Nature of Integral Part of Expression N = (a + sqrt b)^n

An algebraic expression consisting of only two terms is called a Binomial Expression. Expressions with a higher power are difficult to solve. In these cases, the binomial theorem plays a major role. The binomial theorem is used for the expansion of a binomial expression with a higher degree. Mathematical induction is one of the techniques which can be used to prove a variety of mathematical statements which are formulated in terms of n, where n is a positive integer. The binomial theorem is proved using the concept of mathematical induction. Apart from mathematics, the Binomial theorem is also used in various fields for statistical and financial data analysis.

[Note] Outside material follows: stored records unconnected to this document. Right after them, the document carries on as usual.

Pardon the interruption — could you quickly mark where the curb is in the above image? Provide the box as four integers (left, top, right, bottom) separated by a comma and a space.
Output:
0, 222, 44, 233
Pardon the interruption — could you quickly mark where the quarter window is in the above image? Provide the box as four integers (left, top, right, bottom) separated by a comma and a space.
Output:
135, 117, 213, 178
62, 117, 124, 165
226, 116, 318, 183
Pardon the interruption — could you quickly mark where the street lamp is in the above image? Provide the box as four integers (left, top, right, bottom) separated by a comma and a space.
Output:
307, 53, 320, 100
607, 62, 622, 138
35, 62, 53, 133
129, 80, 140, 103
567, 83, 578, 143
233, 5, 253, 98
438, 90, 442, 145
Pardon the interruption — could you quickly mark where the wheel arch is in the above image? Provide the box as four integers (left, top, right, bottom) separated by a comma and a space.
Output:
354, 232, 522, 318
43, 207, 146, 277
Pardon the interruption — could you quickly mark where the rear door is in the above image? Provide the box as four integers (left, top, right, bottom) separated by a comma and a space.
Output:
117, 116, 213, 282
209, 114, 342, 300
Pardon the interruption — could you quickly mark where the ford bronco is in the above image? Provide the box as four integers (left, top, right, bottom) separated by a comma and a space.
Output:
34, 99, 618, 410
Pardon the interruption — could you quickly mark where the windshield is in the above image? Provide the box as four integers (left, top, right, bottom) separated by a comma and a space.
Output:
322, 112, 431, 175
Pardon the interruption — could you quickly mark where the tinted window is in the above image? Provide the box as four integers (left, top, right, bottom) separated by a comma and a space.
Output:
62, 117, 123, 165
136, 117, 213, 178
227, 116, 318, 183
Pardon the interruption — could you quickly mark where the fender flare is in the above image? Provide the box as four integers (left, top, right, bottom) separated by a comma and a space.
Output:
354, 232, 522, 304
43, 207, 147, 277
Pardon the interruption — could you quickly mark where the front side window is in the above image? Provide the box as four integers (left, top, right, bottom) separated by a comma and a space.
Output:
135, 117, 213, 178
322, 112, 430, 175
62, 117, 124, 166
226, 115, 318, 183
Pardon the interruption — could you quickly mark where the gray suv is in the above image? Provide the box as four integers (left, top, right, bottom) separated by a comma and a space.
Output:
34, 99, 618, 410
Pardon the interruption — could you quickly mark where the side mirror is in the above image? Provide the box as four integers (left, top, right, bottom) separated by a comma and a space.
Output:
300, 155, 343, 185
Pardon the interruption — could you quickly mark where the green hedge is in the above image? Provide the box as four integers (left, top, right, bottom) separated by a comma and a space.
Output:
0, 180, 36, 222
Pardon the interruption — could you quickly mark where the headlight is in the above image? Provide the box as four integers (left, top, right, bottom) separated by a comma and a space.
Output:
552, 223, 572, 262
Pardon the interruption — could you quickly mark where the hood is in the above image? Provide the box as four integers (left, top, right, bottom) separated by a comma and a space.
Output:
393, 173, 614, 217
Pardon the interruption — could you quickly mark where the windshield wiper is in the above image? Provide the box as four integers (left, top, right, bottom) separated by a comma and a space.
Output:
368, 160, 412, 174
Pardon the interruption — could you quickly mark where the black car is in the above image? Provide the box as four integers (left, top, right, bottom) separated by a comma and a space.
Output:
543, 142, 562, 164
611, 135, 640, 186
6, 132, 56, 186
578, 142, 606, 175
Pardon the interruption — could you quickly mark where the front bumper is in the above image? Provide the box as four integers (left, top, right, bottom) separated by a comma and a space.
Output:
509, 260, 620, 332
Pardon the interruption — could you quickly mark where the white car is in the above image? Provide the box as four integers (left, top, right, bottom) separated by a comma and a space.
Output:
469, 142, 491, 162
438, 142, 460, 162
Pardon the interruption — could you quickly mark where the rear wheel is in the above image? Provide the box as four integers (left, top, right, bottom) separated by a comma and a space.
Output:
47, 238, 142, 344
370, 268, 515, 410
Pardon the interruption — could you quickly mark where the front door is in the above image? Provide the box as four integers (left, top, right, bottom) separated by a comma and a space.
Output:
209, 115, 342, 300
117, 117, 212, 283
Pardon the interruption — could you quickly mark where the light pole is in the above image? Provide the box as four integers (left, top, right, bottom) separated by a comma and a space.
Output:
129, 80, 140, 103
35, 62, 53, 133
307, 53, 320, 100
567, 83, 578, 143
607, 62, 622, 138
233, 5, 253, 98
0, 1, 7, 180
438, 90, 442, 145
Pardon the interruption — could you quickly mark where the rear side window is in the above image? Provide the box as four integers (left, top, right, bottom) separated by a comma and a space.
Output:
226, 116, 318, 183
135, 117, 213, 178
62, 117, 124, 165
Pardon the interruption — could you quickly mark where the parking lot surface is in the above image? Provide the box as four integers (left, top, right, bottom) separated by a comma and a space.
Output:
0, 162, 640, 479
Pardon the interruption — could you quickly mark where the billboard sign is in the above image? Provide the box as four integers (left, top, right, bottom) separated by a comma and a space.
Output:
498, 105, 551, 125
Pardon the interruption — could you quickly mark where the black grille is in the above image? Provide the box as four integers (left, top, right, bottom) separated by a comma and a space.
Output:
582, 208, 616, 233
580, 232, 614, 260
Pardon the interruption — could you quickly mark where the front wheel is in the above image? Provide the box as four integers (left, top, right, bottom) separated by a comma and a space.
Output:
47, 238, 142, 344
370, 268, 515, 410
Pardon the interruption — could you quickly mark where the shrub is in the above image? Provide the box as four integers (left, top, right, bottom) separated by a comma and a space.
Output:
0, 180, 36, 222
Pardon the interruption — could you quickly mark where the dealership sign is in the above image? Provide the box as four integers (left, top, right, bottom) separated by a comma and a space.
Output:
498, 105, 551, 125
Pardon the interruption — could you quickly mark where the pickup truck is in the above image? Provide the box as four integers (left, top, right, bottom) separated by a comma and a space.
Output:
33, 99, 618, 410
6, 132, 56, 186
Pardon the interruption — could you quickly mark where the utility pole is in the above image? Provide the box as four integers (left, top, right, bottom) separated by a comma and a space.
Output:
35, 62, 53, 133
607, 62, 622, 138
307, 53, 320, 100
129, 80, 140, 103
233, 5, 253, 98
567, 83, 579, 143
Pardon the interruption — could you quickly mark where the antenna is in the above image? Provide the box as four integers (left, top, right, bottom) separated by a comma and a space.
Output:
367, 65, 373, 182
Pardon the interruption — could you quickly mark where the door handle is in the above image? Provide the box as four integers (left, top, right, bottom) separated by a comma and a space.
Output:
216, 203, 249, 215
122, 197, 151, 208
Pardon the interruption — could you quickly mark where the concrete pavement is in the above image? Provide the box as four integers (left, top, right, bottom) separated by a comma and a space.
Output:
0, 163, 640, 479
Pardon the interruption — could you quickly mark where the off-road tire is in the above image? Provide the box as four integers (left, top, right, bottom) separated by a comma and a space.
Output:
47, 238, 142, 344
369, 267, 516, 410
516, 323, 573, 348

This article is about a theorem to find the nature of the integral part of an expression which falls under the topic Binomial theorem and its applications. This is one of the important topics for competitive exams.

Binomial Theorem

If $n$ is any positive number, then $(a + b)^n = \binom{n}{0} a^n + \binom{n}{1} a^{n - 1} b + \binom{n}{2} a^{n - 2} b^2 + \dots + \binom{n}{n - 1} a b^{n - 1} + \binom{n}{n} b^n $

Binomial Coefficient

The combination $\binom{n}{r}$ or ${ }^{\mathrm{n}} \mathrm{C}_{\mathrm{r}}$ occuring in the Binomial theorem is called a Binomial coefficient, where $\binom{n}{r}=C(n, r)={ }^n C_r=\frac{n!}{r!(n-r)!}$.

Nature of an integral part of the expression $N=(a+\sqrt{b})^n$

If the given expansion is in the form of $N=(a+\sqrt{b})^n \quad(n \in N)$

To find the integral part,

Step 1: Choose $N^{\prime}=(a-\sqrt{b})^n$ or $(\sqrt{b}-a)^n$ according as $a>\sqrt{b}$ or $\sqrt{b}>a$

Step 2: Use $N + N'$ or $N-N'$ such that result is an integer

I.e. $(a+\sqrt{b})^n+(a-\sqrt{b})^n$ or $(a+\sqrt{b})^n-(a-\sqrt{b})^n$ is an integer Step 3: Now use the concept greatest integer function and fractional part of a function, $\mathrm{N}=$ $I+f$, where $I$ is an integral part of $N$ i.e., $[N]$ and $f$ is a fractional part of $N$, i.e. $\{\mathrm{N}\}$.

For example, the integral part of $P=(3 \sqrt{3}+5)^{2 n+1}(n \in N)$ is an even number.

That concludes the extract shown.